Unsecured financing / Unsecured debt

Unsecured financing is a loan where repayment is guaranteed only by the borrower 's valuation of.

Real estate or other valuable assets can be collateral for credit and other financing transactions. The borrower offers this as collateral. This means that if the debtor does not repay the credit, the creditor can acquire and sell the asset offered as collateral to get its money. 

In unsecured financing, the parties do not agree on collateral. Such business therefore represents a greater risks for the creditor than providing a secured loan. Thus, the interest rate of unsecured forms of financing is typically higher than that of a secured loan. This makes the transaction attractive to the creditor, despite the higher risk.

In such a case, the financier can only consider whether or not to grant a loan based on the borrower 's qualifications. It can be a consideration 

  • the financial history of the borrower, 
  • your existing income, 
  • previous or existing loans. 

If the borrower is unable to fulfill his obligations, the creditor has no other option but to collect his claim through legal means. This can be done by entrusting the collection to a debt management company management company. But there may also be a case where the creditor initiates a civil action directly against the non-paying debtor.

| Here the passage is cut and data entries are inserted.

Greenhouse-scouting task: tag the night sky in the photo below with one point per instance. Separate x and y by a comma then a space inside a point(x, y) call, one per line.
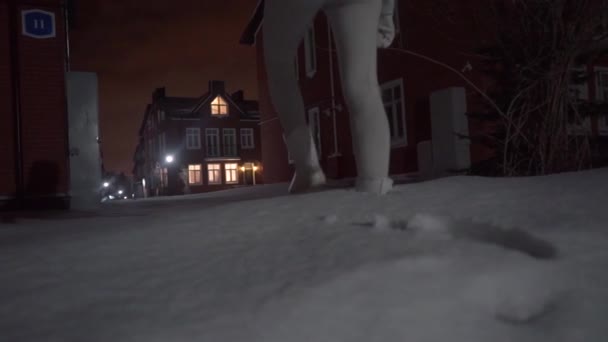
point(136, 46)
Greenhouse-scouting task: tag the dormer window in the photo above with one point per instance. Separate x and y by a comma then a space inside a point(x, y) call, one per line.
point(219, 106)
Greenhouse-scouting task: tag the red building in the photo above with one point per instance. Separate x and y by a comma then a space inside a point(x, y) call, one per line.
point(190, 145)
point(33, 114)
point(407, 80)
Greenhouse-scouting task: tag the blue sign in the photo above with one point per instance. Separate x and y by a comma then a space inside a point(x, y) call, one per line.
point(38, 23)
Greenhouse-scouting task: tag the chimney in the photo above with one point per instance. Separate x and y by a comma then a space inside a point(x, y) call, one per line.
point(158, 93)
point(238, 95)
point(216, 87)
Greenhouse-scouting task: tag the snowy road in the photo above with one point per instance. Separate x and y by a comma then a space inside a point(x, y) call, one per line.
point(250, 265)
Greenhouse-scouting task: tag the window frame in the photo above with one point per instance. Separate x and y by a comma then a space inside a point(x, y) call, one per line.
point(212, 133)
point(601, 95)
point(233, 143)
point(192, 170)
point(230, 173)
point(244, 138)
point(197, 136)
point(217, 172)
point(221, 104)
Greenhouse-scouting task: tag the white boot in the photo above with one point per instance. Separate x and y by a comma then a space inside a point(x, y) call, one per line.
point(379, 186)
point(309, 174)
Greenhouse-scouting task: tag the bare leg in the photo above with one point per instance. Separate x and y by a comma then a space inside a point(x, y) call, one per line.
point(285, 23)
point(355, 27)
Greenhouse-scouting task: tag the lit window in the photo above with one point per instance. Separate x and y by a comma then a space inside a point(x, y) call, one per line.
point(194, 174)
point(231, 173)
point(164, 177)
point(212, 140)
point(213, 173)
point(247, 141)
point(392, 97)
point(193, 138)
point(229, 141)
point(310, 52)
point(297, 66)
point(219, 106)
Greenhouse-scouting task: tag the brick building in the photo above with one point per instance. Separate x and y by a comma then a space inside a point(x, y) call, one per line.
point(413, 88)
point(190, 145)
point(33, 107)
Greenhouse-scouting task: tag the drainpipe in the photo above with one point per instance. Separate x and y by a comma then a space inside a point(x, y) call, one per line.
point(16, 86)
point(333, 92)
point(66, 26)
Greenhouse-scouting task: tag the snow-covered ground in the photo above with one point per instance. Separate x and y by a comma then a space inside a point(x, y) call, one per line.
point(456, 259)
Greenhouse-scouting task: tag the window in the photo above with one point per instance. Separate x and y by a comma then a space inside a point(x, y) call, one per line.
point(602, 95)
point(247, 141)
point(213, 174)
point(193, 138)
point(229, 141)
point(162, 141)
point(231, 173)
point(297, 66)
point(195, 174)
point(392, 97)
point(310, 51)
point(212, 140)
point(164, 177)
point(315, 128)
point(219, 106)
point(579, 91)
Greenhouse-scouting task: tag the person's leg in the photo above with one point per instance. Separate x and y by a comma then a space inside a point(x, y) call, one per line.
point(355, 27)
point(285, 23)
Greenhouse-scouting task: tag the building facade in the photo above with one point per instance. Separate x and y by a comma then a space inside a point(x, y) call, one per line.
point(34, 168)
point(192, 145)
point(428, 55)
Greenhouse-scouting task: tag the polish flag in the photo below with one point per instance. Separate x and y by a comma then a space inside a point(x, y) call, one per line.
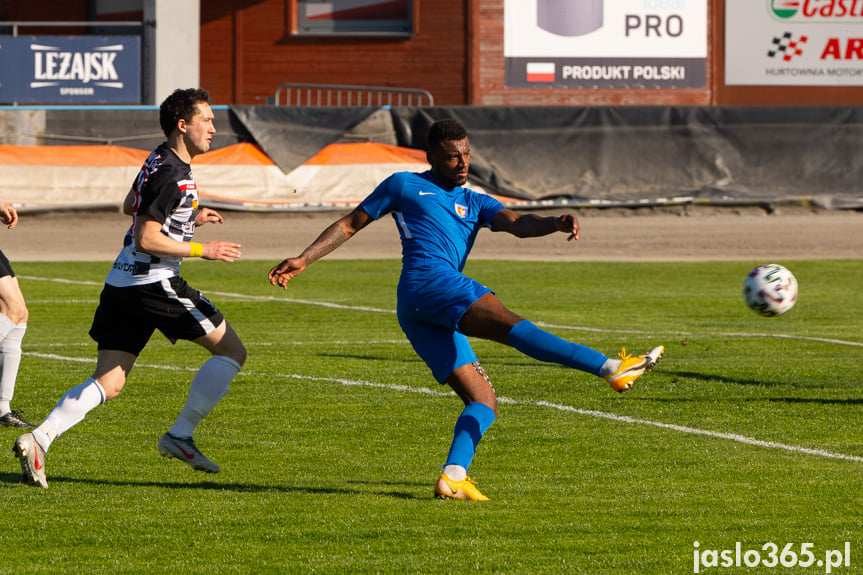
point(540, 71)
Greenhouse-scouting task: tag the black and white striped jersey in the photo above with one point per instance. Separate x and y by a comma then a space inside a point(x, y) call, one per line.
point(164, 190)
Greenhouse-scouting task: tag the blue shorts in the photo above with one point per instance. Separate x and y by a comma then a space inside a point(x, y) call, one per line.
point(430, 305)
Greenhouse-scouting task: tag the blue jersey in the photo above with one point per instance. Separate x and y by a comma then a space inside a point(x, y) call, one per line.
point(437, 226)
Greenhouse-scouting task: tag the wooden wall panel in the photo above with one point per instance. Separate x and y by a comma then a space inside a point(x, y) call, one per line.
point(433, 60)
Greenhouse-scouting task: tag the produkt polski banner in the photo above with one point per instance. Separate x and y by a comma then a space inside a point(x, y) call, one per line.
point(627, 44)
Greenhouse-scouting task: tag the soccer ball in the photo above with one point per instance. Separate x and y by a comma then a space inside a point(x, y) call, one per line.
point(770, 289)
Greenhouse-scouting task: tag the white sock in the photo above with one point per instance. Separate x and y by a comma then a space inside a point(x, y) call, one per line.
point(69, 411)
point(610, 366)
point(455, 472)
point(10, 358)
point(209, 386)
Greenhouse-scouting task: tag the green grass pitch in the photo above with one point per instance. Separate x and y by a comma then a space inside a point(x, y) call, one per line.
point(748, 434)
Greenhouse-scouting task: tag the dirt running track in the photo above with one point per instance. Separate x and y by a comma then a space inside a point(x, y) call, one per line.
point(682, 233)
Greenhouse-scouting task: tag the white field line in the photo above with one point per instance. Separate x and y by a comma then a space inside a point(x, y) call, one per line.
point(567, 408)
point(246, 297)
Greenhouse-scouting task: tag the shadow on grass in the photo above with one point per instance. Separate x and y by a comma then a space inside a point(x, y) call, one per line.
point(722, 378)
point(235, 487)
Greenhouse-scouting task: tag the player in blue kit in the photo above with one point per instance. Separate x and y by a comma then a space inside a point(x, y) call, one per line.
point(439, 307)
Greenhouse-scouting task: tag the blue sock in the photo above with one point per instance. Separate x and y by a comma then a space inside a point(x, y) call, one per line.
point(469, 428)
point(541, 345)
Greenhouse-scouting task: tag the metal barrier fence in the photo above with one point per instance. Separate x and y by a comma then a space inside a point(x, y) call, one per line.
point(344, 95)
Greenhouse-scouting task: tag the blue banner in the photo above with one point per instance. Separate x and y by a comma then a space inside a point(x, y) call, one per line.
point(70, 69)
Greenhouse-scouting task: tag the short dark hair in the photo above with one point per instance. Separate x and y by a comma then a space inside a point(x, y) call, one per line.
point(181, 104)
point(443, 130)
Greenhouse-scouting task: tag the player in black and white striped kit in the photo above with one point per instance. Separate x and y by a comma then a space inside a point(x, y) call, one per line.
point(13, 324)
point(144, 292)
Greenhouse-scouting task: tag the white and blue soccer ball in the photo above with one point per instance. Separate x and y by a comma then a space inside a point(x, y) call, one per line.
point(770, 289)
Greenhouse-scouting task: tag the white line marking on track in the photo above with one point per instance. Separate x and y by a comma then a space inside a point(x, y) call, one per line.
point(567, 408)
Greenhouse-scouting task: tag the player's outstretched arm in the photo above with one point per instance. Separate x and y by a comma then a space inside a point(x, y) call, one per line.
point(208, 215)
point(8, 214)
point(330, 239)
point(532, 225)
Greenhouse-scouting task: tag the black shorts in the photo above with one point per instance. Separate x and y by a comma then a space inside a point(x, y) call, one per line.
point(5, 266)
point(128, 316)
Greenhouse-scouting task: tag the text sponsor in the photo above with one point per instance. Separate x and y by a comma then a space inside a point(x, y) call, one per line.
point(52, 65)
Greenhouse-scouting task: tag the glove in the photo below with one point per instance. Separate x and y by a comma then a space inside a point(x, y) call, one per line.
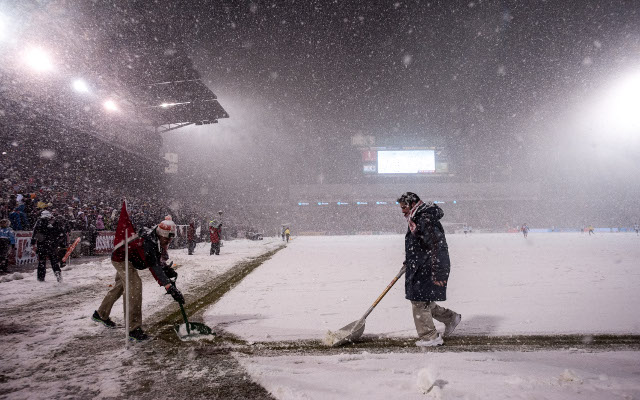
point(175, 293)
point(170, 272)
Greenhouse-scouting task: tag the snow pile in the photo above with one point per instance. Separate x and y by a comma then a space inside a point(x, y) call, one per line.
point(330, 338)
point(11, 277)
point(425, 380)
point(552, 375)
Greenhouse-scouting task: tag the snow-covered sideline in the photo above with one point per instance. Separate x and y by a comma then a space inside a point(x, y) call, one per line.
point(558, 375)
point(501, 284)
point(56, 315)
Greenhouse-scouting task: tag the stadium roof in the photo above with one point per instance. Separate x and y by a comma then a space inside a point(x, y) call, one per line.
point(178, 102)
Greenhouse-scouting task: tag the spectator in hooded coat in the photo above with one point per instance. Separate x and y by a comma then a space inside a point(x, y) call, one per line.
point(7, 242)
point(427, 269)
point(47, 235)
point(99, 223)
point(19, 219)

During venture capital investments, the investment is typically combined with the obtaining ownership of a share. However, there are also examples of unsecured financing. The advantages of unsecured financing include that 

  • can be stretched quickly, 
  • flexible repayment schedule, 
  • the administration is very simple, 
  • thus, unsecured financing works easily even with smaller amounts.

The investor can also provide unsecured financing as a as a shareholder's loan. However, there are already solutions on the market specifically tailored to startup businesses, which are available through banks and other financial institutions.

Various crowdfunding platforms and peer-to-peer lending solutions are also considered unsecured financing solutions. At that time, the startup companies mainly target small private investors with the promotion through their own communication campaign. It often happens that the startup offers a future product that does not yet exist to potential customers. In the latter case, customers practically pay for the product in advance. In such cases, customers risk that the product may never be made or may not be suitable for them.